In further studies, Zhang and her colleagues tested various ways of coaching or incentivizing a person to ask “What could I do?” when first encountering an ethical dilemma. Over and over, they confirmed their original findings. The "could mindset" these participants developed made them more creative and more likely to come up with an insightful solution to a moral problem. The solutions of those who asked "What could I do?" were even higher in overall quality than the solutions of the other group.
Put it in Practice
Here’s how to harness the power of a “could mindset” to generate creative thinking and moral insight.
Start by asking, "What could I do?"
When we encounter an ethical dilemma, we sometimes begin by asking ourselves "What should I do?" without first taking the time to ask "What could I do?" When we adopt a “should mindset,” we have a tendency to think narrowly. We feel threatened, and we become anxious and eager to avoid a negative outcome. This can cause us to ignore outside-the-box solutions. By starting with “What could I do?” you will be better able to answer the question “What should I do?” because the best, most insightful options will be on the table.
Use “could” to nudge others toward moral insight.
Zhang and her colleagues found that asking “What could we do?” in a group setting had the same positive effects as when an individual asked it on his or her own. At your next meeting, you can inject more creative thinking and moral insight into your team by using “could” to reframe the conversation.

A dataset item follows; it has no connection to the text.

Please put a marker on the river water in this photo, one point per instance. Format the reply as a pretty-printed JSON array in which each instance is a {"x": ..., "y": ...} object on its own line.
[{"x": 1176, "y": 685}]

Reward creative solutions to ethical problems.
“Creative” is sometimes another word for “unethical”—for example, in the phrase, “creative accounting.” So Zhang and her colleagues wanted to make sure that creative thinking would not lead participants astray by allowing them to justify unethical behavior. They asked an independent group to rate the solutions of those who asked “What could I do?” The third party reported that the solutions were just as ethical as those of the group who asked “What should I do?”
In fact, Zhang and her colleagues argue that we often fail to value and reward creative solutions to ethical problems. We wrongly think that an ethical solution has to involve sacrificing one moral principle for another. We fail to recognize that the best solution of all may not involve a trade-off between the values that are important to us.
Remember that creativity is an important—and often overlooked—tool for sparking moral insight. And we can access it quickly and easily just by using the word “could.”